Echec des négociations entre Uber et les organisations de VTC

Sylvie HUSSON
Les discussions entre la plateforme de réservation de voitures Uber et les chauffeurs de VTC ont tourné court mercredi soir

Paris (AFP) - Les discussions entre la plateforme de réservation de voitures Uber et les chauffeurs de VTC ont tourné court mercredi soir, le géant du secteur opposant un "refus" aux revendications tarifaires des chauffeurs, sans "rien proposer" à la place, selon les représentants des chauffeurs.

Uber avait accepté le 20 février le principe d'une discussion sur les tarifs, préoccupation principale des VTC mobilisés depuis plusieurs mois pour dénoncer leurs conditions de travail et la "paupérisation" de la profession.

Mais après plus de 5H30 de réunion, dans un hôtel parisien, un constat d'échec a été tiré par les organisations de chauffeurs.

"C'est une désillusion, on est en colère", a déclaré à l'AFP Fabian Tosolini, au nom de l'intersyndicale (CFDT, Actif-VTC et UDCF). "Le fait qu'Uber vienne sans aucune proposition chiffrée montre que cette entreprise n'est pas mûre pour la négociation".

"Malheureusement Uber est venu les bagages vides" et "n'a pas voulu prendre la main tendue des syndicats", a estimé Hassan Benbarak (Capa-VTC).

Ce dernier a appelé l'Etat à maintenant "prendre la main" pour "imposer une règlementation tarifaire minimum, comme pour les taxis". "La suite logique" également pour Sayah Baaroun (SCP-VTC/Unsa).

Pour ces deux organisations, sorties de l'intersyndicale depuis la médiation menée en janvier à la demande du gouvernement, "il n'y aura pas de deuxième réunion".

La CFDT estime elle toutefois que "la porte n'est pas fermée mais si ça continue, on devra passer par un processus législatif".

A l'issue de la réunion, Uber a promis par mail des propositions concrètes dans les jours à venir, selon deux participants.

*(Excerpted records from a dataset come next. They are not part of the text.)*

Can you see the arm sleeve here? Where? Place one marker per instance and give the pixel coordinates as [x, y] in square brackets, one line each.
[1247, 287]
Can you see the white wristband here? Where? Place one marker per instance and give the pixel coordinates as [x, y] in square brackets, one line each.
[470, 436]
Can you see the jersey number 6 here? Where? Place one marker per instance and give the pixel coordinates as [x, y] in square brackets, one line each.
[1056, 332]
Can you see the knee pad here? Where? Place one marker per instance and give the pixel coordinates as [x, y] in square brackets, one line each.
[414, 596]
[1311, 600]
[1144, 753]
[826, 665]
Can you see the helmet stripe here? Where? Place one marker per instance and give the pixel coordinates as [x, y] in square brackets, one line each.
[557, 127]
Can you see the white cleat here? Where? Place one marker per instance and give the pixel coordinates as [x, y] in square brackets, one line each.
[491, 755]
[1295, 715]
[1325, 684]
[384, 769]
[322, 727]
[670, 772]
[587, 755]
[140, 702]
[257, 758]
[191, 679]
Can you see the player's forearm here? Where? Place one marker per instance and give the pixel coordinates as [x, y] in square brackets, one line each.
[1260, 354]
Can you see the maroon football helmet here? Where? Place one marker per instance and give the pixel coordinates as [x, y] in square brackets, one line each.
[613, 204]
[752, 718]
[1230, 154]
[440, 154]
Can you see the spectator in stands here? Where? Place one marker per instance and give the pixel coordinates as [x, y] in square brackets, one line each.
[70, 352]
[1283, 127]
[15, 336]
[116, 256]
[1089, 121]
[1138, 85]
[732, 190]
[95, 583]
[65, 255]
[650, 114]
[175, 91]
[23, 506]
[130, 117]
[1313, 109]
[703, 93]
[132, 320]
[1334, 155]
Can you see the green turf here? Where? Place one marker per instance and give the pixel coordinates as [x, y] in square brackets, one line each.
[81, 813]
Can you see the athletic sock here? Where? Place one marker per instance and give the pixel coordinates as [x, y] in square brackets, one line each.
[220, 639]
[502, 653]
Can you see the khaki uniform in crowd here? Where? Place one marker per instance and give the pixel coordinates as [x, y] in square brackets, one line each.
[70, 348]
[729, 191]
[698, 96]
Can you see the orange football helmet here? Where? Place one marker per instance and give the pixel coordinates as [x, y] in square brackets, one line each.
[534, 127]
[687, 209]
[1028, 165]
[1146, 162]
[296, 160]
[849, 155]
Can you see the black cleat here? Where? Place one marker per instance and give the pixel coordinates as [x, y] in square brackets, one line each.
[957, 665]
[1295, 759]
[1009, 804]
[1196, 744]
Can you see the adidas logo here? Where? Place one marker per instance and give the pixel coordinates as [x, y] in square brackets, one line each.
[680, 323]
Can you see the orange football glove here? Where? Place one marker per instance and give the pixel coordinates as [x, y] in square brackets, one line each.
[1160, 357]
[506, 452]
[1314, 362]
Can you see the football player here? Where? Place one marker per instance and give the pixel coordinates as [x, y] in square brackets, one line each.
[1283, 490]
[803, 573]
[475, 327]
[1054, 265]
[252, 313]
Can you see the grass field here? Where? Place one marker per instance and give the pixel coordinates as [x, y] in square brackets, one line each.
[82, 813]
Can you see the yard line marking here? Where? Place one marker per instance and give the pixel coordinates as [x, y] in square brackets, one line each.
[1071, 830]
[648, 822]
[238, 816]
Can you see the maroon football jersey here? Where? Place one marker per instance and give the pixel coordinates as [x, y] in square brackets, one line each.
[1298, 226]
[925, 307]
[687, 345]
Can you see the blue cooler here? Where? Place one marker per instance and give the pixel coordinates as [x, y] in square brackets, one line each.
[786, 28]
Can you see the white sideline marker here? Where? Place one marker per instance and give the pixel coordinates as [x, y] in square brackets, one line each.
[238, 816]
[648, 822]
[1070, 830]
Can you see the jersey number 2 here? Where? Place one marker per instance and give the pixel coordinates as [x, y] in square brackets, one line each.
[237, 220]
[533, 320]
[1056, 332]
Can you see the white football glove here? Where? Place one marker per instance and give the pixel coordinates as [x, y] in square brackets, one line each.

D'après les représentants de chauffeurs, Uber a argué qu'il ne pouvait pas bouger ses prix "par peur de perdre des clients". "Son interlocuteur principal, c'est le client. Il n'a aucune reconnaissance pour les chauffeurs", selon M. Tosolini, qui a appelé les clients d'Uber "à une prise de conscience collective".

- "Seuil de dignité" -

L'intersyndicale demandait à Uber le retour à une commission de 20% (au lieu de 25%), un minimum de course à 8 euros (contre 6 euros), un relèvement des prix au kilomètre et à la minute, ainsi que la rémunération du temps d'attente des clients, qui n'est actuellement pas facturé.

Capa-VTC et le SCP-VTC/Unsa revendiquaient de leur côté un minimum de course à 12 euros. Elles réclament également le droit pour les professionnels de fixer les prix, et non les plateformes intermédiaires.

Le SCP-VTC/Unsa, qui se pose plus largement en défenseur des "tâcherons du numérique", milite pour "un seuil de dignité" et interpelle les candidats à l'élection présidentielle sur ce qu'il considère comme une forme de salariat déguisé.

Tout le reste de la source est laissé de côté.